Heyer is helping her fellow gardeners, including low-income and senior citizens, take further action with the Board of Recreation and Parks Commissioners. They are planning to attend the next board meeting on Dec. 8, and requesting that the fee increase be included on the agenda. 

Though most of the gardeners at the meeting were from Encino, members from other community gardens throughout Los Angeles were present. Christy Wilhelmi, a member of the Board of Directors at Ocean View Farms Organic Community Garden, drove from Cheviot Hills to confront the panel. She announced that Ocean View Farms pays for everything out of its own budget, including its utilities and waste removal.

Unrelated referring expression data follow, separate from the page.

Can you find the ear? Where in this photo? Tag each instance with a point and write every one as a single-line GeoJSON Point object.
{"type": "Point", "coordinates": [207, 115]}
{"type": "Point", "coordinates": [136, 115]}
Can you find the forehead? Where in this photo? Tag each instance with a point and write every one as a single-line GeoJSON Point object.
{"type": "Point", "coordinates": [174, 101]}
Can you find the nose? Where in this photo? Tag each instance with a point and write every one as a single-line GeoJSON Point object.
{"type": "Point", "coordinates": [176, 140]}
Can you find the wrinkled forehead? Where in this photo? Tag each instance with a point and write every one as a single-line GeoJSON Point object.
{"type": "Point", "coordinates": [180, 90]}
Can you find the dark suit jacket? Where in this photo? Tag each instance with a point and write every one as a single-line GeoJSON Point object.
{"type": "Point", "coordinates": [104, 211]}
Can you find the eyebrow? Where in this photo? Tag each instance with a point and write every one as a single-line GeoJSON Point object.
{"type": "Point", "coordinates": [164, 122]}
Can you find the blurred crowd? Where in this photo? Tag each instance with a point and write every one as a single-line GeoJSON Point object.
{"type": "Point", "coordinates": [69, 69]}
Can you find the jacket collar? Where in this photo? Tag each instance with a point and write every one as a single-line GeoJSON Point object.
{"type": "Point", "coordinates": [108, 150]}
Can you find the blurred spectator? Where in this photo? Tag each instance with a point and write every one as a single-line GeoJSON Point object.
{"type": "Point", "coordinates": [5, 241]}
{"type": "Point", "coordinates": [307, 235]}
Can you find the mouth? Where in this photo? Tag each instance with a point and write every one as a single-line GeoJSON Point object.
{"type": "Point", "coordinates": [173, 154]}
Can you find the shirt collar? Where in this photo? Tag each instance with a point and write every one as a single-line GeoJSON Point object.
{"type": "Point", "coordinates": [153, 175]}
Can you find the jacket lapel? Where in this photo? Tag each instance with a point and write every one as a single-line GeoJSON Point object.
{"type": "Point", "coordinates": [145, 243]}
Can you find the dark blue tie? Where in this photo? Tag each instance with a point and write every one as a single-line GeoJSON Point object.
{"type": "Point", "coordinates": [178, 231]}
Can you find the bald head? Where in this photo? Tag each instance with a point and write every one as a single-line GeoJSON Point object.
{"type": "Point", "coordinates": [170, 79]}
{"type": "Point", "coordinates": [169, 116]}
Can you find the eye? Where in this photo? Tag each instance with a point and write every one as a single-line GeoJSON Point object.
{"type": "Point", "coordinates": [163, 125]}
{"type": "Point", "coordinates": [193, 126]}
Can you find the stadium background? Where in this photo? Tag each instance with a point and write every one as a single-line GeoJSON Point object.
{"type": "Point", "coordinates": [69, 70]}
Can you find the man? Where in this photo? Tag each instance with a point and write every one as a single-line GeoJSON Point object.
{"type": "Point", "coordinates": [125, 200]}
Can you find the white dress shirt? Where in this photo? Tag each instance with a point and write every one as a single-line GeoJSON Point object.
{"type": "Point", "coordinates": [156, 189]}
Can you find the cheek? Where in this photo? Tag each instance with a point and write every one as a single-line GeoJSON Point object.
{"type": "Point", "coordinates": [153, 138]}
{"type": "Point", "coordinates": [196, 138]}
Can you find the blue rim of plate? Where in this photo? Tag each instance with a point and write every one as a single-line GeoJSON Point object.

"I'm trying to find out how it is that we've been included on this list of gardens subject to fee increases," Wilhelmi said.

Many gardeners said they wouldn't be able to afford to continue. Others said they would have to downsize from multiple gardens to just one.   

Jeff Ebenstein of Los Angeles Councilman Paul Koretz's office, who attended the meeting, said Koretz agrees that the rate hike is too steep.

"So we have four points that we would like to report back to the commission," Ebenstein said. "The increase is too high, it should have been gradually implemented, there should have been proper notification and there should absolutely be low-income assistance." He said he would e-mail the Encino Neighborhood Council regarding Koretz's concerns.